Praj Industries (Praj) announced its unaudited financial results for the quarter ended September 30, 2021.
Commenting on the Company’s performance for Q2 FY2022, Shishir Joshipura, CEO & MD, Praj Industries said, “We have leveraged our leadership position to build a very strong order book and report a robust performance during the quarter. Focus on developing carbon free economy coupled with a gradual return to normalcy in post covid era is leading to an improving traction in our international business. Overall, we are looking forward to accelerated growth building on our technological prowess and leadership position in the market.” Some of the highlights of the report are as follows:
Performance Review for Q2 FY22 – Consolidated:
• Income from operations stood at Rs. 532.41 crore (Q1 FY22: Rs. 386.26 crore; Q2 FY21: Rs. 260.24 crore)
• PBT is at Rs. 46.77 crore for the period (Q1 FY22: Rs. 29.80 crore; Q2 FY21: Rs. 15.67 crore)
• PAT is at Rs. 33.34 crore (Q1 FY22: Rs. 22.20 crore; Q2 FY21: Rs. 11.39)

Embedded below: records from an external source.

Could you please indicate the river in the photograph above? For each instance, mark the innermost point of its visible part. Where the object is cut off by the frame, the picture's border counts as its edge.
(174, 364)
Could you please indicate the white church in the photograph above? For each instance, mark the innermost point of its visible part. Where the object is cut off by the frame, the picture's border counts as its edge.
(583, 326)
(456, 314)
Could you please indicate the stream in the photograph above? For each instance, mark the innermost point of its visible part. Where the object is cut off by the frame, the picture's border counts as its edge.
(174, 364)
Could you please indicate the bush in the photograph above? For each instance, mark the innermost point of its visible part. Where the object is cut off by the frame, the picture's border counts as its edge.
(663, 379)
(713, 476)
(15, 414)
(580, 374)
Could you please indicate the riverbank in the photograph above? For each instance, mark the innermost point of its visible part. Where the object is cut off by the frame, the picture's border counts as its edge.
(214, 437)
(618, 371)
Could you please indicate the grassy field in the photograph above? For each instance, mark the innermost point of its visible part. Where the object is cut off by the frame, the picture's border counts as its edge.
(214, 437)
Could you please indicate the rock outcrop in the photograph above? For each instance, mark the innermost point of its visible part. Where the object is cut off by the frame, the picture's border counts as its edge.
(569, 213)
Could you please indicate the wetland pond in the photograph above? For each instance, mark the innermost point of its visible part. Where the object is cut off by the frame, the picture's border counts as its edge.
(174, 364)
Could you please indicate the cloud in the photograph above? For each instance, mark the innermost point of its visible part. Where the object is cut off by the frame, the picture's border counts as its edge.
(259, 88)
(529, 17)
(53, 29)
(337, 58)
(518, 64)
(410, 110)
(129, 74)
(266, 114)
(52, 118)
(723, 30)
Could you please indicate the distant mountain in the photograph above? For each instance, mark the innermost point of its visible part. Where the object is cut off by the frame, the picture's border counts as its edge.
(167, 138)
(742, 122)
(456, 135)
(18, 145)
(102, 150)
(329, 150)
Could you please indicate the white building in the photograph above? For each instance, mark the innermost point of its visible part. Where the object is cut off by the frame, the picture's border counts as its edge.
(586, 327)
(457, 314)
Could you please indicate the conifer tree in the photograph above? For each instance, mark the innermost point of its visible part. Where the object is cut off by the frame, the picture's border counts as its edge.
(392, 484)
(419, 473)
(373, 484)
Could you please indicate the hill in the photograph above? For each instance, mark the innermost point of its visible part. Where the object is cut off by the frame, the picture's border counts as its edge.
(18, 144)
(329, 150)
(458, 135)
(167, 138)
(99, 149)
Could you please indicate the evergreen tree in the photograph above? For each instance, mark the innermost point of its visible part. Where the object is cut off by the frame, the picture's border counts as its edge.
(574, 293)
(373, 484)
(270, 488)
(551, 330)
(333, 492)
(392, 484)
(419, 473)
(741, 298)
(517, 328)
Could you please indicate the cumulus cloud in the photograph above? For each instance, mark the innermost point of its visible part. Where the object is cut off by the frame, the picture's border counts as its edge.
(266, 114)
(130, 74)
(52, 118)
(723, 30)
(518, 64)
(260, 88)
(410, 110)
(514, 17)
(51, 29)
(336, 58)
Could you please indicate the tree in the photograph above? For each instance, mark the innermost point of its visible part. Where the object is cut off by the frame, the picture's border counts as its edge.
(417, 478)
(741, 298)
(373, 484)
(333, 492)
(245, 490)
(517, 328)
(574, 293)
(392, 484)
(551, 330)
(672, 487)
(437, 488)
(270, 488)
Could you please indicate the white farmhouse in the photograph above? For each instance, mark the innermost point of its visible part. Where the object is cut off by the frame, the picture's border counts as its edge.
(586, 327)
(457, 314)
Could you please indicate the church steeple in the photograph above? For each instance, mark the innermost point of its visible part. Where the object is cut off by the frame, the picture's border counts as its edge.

• Order intake during the quarter Rs. 745 crore (Q1 FY22: Rs. 661 crore; Q2 FY21: Rs. 405 crore)
Performance Review for H1 FY22 – Consolidated:
• Income from operations stood at Rs. 918.67 crore (H1 FY21: Rs. 389.79 crore)
• PBT is at Rs. 76.57 crore for the period (H1 FY21: Rs. 1.15 crore)
• PAT is at Rs. 55.54 crore (H1 FY21: Rs. 0.89 crore)
• Order intake Rs. 1406 crore (H1 FY21: Rs. 715 crore)
Key Developments:
• Current ethanol blending levels at ~8.5% as on September 2021
• With a view to encourage sugar mills to divert excess sugar to ethanol, the Centre announced that the incentives on sugar sacrificed for producing ethanol from B-heavy molasses, sugarcane juice, sugar syrup, sugar have been doubled from October 2021 onwards
• Strong momentum on capacity creation for ethanol based on starchy feedstock
• Ethanol production capacity of plants using Praj’s technology solutions across the globe has crossed formidable 11 billion litters annually. This translates to around 10% of global ethanol production (excluding China).